そのため、甲土地と乙建物を売却希望であったとしても、その前提となる相続登記を行いえず、不動産売却手続きを進めることができません。
この場合、Bに対して後見等の開始審判の申立てを家庭裁判所に行う必要があり、相応の時間と費用がかかります。
→Aから子CやDへ甲土地と乙建物を相続させる旨の遺言書があれば、Aから受遺者(C、D)への相続登記を行い、不動産の売却を進めることができます。
遺言書は公正証書がお勧め
遺言書の作成方法は複数ありますが、一番のお勧め方法は公正証書遺言となります。
公正証書遺言は、公証役場で原本が保管されるため紛失の恐れがなく、相続開始後の家庭裁判所における検認手続きが不要となり相続手続きをスムーズに進めることができます。

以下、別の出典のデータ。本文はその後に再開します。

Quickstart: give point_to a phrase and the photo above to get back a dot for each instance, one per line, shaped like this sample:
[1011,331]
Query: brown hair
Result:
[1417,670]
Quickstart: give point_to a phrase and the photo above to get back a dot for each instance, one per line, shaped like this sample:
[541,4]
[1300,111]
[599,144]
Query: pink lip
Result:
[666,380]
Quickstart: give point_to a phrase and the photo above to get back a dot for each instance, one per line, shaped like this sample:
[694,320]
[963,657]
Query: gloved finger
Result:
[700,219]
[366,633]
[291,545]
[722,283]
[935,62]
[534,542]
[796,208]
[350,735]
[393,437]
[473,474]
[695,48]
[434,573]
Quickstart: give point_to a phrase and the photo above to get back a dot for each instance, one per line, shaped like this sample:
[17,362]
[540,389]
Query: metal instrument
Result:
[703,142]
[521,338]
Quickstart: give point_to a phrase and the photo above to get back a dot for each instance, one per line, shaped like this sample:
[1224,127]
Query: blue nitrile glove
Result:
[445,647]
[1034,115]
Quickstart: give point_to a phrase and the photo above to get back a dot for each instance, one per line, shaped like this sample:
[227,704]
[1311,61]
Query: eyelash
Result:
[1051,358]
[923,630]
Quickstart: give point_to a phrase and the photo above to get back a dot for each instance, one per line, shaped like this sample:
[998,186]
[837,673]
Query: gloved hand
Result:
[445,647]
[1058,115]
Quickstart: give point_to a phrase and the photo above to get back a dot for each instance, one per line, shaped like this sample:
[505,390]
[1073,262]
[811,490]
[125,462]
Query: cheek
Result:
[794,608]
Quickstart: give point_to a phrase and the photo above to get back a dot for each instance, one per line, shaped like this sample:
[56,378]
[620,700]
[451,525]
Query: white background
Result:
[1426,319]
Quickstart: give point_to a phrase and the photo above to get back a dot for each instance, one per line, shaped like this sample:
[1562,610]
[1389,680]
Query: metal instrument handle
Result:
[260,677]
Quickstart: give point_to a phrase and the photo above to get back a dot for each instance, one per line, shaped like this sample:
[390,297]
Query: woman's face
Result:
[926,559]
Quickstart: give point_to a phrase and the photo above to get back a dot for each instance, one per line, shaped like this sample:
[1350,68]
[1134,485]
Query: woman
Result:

費用面からみても公正証書遺言の作成費用と相続後のトラブル解決に要する費用を比較しても前者の方が安く済む場合が大半です。
大切なご家族やお子様のために
重要なのは、早めに対策をすることです。
相続はいつになるのかは誰にもわかりません。
しかしながら、判断能力が低下してからでは対策できない場合があります。
対策のできるうちに、大切なご家族やお子様のためにもお早めに遺言書の作成を検討されてみてはいかがでしょうか。